I think happiness is pretty much a myth - and certainly a horrendous aspiration. Instead, I aim at contentment - which is much more realistic and achievable. In my mind, contentment is somewhat akin to what is described here as gratitude. Life may suck, but (not being religious) it is the only life I’m going to get, so I can either figure some way to appreciate/tolerate it, or I should check out.
I think that people’s expectations get in the way of their contentment. A hardworking low paid person is not content with a warm place to live and nutritious food, because they WANT everything so many other people seem to get who are no more deserving than they. Well, life is unfair. You can choose to appreciate what you’ve got - while deciding whether you wish to strive for more. Or you can resent what you lack. Your choice.

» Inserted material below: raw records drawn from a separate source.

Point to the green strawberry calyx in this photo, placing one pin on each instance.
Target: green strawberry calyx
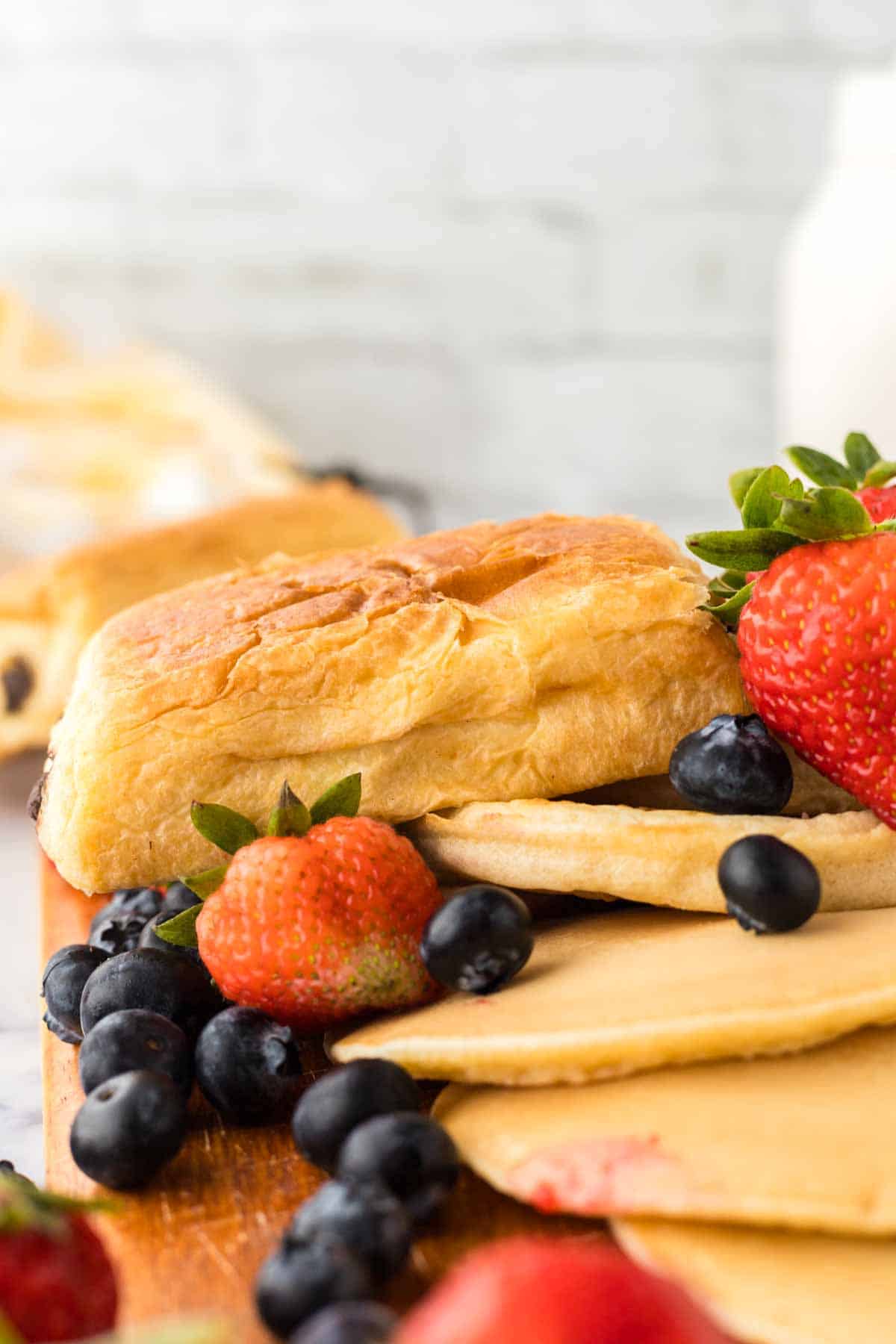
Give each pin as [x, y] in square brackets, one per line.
[778, 512]
[231, 831]
[26, 1207]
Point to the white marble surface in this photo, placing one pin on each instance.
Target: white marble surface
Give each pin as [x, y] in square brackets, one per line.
[20, 1117]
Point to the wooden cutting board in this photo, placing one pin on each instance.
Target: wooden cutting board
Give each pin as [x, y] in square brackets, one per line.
[196, 1236]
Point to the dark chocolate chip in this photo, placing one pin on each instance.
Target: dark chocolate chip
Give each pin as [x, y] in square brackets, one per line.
[18, 683]
[35, 799]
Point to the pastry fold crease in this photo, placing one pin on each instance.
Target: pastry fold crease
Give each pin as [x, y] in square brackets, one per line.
[511, 660]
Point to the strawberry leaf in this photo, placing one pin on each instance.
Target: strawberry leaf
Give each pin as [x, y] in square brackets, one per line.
[735, 579]
[729, 612]
[880, 473]
[340, 800]
[739, 483]
[180, 932]
[754, 549]
[860, 453]
[762, 504]
[825, 514]
[227, 830]
[290, 816]
[203, 883]
[821, 468]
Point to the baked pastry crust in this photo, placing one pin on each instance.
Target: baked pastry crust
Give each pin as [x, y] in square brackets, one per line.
[622, 991]
[798, 1140]
[504, 660]
[49, 609]
[773, 1285]
[662, 858]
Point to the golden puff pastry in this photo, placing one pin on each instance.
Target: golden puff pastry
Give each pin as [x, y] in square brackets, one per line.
[508, 660]
[49, 609]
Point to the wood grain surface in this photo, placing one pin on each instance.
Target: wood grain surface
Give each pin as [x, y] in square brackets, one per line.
[196, 1236]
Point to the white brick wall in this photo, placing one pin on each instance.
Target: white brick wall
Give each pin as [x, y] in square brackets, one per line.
[520, 250]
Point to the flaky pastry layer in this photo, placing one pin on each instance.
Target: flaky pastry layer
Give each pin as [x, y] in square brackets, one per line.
[509, 660]
[49, 609]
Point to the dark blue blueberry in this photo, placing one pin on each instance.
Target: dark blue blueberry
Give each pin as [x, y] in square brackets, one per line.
[348, 1323]
[367, 1216]
[479, 940]
[249, 1068]
[340, 1101]
[179, 898]
[172, 987]
[129, 1128]
[732, 765]
[134, 1039]
[63, 980]
[768, 886]
[117, 927]
[297, 1281]
[410, 1155]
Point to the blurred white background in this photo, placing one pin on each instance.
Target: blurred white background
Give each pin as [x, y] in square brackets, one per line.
[519, 250]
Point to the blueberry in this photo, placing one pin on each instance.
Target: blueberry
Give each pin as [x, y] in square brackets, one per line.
[479, 940]
[348, 1323]
[119, 930]
[179, 898]
[149, 939]
[732, 765]
[768, 886]
[249, 1068]
[340, 1101]
[134, 1039]
[297, 1281]
[117, 927]
[408, 1154]
[172, 987]
[129, 1128]
[63, 980]
[367, 1216]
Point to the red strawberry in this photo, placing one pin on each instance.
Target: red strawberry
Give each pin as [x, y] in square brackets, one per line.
[57, 1281]
[880, 502]
[320, 927]
[817, 624]
[818, 662]
[534, 1290]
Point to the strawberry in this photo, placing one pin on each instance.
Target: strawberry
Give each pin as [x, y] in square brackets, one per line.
[57, 1281]
[880, 502]
[320, 920]
[818, 662]
[534, 1290]
[815, 624]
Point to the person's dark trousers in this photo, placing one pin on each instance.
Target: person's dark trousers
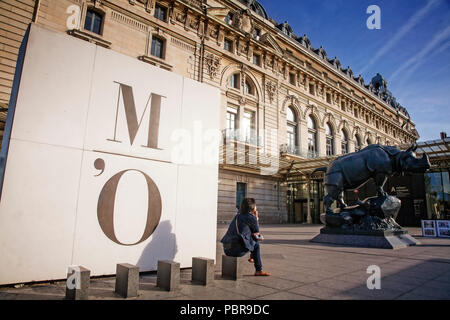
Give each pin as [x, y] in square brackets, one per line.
[256, 256]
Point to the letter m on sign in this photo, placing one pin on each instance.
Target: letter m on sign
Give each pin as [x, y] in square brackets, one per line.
[133, 123]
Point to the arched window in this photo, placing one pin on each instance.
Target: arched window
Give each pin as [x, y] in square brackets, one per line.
[344, 142]
[330, 139]
[357, 143]
[234, 81]
[248, 88]
[312, 137]
[291, 119]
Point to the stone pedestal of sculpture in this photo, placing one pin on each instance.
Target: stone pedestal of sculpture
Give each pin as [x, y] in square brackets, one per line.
[369, 224]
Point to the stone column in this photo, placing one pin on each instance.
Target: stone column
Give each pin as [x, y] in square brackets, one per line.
[308, 201]
[321, 142]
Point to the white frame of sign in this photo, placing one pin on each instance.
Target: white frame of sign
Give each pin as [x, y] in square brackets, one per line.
[426, 228]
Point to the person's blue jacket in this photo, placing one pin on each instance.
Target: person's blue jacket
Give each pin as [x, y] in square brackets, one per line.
[247, 224]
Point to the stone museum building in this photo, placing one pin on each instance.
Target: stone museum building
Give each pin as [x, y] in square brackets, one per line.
[285, 104]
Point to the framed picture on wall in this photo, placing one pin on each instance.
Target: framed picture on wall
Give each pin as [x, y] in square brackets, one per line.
[443, 228]
[429, 228]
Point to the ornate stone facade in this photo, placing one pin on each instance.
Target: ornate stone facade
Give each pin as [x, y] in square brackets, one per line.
[212, 41]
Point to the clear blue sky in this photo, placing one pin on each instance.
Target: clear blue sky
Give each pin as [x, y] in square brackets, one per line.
[411, 50]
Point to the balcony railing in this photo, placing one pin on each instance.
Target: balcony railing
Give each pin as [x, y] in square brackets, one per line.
[296, 151]
[237, 136]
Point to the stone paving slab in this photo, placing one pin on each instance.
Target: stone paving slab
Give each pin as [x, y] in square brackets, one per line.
[300, 270]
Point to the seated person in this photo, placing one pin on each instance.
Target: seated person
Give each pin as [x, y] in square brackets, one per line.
[242, 235]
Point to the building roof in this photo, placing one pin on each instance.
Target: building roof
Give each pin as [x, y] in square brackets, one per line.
[256, 7]
[437, 150]
[377, 86]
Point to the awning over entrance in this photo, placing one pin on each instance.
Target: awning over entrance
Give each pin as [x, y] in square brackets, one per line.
[246, 158]
[437, 150]
[294, 168]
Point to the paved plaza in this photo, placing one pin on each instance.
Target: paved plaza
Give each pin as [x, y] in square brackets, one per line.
[301, 270]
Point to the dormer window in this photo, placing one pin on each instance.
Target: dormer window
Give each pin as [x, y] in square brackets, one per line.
[256, 33]
[234, 81]
[228, 45]
[229, 18]
[292, 78]
[257, 59]
[248, 88]
[93, 21]
[160, 13]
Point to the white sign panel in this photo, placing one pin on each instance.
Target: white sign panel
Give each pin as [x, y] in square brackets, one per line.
[89, 172]
[429, 228]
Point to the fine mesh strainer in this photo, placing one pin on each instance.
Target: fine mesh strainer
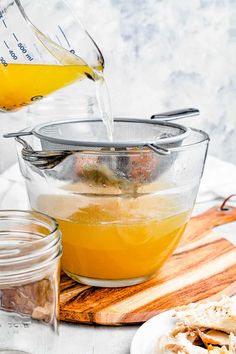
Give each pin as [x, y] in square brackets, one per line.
[61, 138]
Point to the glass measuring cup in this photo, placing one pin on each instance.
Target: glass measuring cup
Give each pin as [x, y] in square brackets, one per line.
[43, 48]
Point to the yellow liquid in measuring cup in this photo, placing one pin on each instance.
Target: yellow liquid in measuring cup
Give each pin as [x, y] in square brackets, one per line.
[103, 242]
[22, 84]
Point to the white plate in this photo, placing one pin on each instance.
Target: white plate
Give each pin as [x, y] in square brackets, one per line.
[146, 338]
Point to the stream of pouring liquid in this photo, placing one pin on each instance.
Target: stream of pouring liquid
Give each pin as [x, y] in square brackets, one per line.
[22, 84]
[96, 74]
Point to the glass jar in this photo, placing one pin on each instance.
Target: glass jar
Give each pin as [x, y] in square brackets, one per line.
[122, 212]
[30, 251]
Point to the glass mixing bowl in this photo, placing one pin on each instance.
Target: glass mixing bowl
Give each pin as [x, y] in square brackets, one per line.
[122, 212]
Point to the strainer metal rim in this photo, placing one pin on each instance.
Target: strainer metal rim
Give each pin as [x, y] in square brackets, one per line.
[163, 141]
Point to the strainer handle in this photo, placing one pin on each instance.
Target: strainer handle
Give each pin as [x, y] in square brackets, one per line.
[177, 114]
[18, 134]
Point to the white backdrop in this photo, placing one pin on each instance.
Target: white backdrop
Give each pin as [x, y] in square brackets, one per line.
[162, 55]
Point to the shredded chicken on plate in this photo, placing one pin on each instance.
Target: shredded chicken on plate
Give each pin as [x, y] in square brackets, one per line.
[202, 328]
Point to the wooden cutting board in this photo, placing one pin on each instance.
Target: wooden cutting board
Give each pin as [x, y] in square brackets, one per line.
[203, 266]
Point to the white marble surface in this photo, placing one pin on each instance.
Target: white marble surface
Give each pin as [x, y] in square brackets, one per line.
[217, 183]
[166, 54]
[161, 55]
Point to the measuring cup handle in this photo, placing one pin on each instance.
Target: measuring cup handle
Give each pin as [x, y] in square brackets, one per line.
[177, 114]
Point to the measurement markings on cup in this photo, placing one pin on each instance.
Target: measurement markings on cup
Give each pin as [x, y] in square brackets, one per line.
[23, 48]
[12, 53]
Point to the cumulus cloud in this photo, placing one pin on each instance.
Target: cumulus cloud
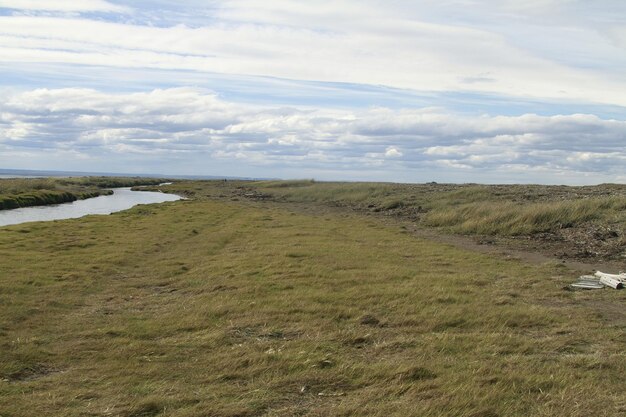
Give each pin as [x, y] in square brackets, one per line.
[64, 6]
[402, 44]
[163, 126]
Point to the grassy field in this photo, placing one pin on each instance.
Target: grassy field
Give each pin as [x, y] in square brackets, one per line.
[26, 192]
[579, 222]
[237, 308]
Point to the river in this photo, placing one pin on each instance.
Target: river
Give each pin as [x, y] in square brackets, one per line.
[121, 199]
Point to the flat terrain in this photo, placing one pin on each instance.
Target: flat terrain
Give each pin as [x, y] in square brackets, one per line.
[28, 192]
[248, 301]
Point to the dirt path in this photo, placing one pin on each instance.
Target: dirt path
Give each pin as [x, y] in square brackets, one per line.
[525, 249]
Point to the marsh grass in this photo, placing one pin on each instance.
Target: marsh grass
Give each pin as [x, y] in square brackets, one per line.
[510, 219]
[26, 192]
[204, 308]
[471, 209]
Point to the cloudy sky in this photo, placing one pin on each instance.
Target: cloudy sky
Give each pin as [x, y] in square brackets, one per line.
[492, 91]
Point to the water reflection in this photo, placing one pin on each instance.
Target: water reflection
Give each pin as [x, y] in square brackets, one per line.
[122, 199]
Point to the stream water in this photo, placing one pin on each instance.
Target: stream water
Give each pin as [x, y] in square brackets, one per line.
[121, 199]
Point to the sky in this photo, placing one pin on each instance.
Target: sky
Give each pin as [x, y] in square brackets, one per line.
[491, 91]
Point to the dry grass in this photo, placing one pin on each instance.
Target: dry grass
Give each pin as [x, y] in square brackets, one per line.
[511, 219]
[201, 308]
[27, 192]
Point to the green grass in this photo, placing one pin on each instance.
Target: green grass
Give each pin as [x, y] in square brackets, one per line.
[510, 210]
[511, 219]
[208, 308]
[26, 192]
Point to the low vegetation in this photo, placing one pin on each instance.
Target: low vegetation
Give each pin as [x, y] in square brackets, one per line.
[226, 306]
[584, 221]
[26, 192]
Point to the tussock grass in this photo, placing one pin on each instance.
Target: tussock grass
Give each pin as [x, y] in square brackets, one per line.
[239, 309]
[472, 209]
[510, 219]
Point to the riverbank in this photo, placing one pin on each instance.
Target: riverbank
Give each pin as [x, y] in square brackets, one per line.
[579, 224]
[30, 192]
[226, 307]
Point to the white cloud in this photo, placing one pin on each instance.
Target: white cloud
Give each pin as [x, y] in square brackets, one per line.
[158, 128]
[393, 152]
[64, 5]
[365, 42]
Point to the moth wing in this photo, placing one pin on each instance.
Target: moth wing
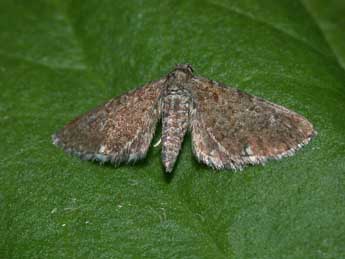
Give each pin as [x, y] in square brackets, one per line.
[118, 131]
[231, 129]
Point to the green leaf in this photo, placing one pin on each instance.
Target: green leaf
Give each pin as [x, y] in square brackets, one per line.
[59, 59]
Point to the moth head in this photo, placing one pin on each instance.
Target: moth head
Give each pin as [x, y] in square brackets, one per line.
[182, 72]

Not to sounds like a dick, but social justice or whether or not I “deserve” whatever economic advantage I have plays little role in my overall happiness. It’s important and all, but it’s all very abstract macro stuff that I don’t really deal with day to day.
I do think happiness can be affected by to what degree a person feels their success is a product of their own efforts instead of a result of forces beyond their control. In many cases I think people who work simpler jobs that don’t pay as much can often be happier because there is a clear expectation - you do your work, you get paid. They may find aspects of the work tedious or frustrating, but they can also leave it at work when they go home for the day. I find that a lot of high paying corporate jobs are more a product of politics and the whims of executives who you may never interact with.
Not to sounds like a dick, but social justice or whether or not I “deserve” whatever economic advantage I have plays little role in my overall happiness. It’s important and all, but it’s all very abstract macro stuff that I don’t really deal with day to day.
It’s something I think about a lot. Even in the context of my agency where the pay is very skewed. Yeah, I have a master’s degree and they don’t, but even things like that are often a product of circumstance. I was born smart, I had an innate ability to succeed in academics which I did not earn. I don’t work any harder than the people who make a fraction of what I do.
It’s mostly luck that I am where I am, doing what I’m doing.
I don’t know how that bears on my happiness. On the one hand, I feel gratitude, on the other hand, I feel guilt.
Not to sounds like a dick, but social justice or whether or not I “deserve” whatever economic advantage I have plays little role in my overall happiness.
I didn’t mean that the topics had per se significance in your or other people’s happiness. I meant that these social justice issues help perpetuate the disadvantages that keep being hard on the same people, as microinequities or worse. For example, wealthy bosses may be unhelpful to those under them of slender means, specifically because they think they deserve no better. Wealthy bosses inevitably have an outsized impact on those under them, for better or worse.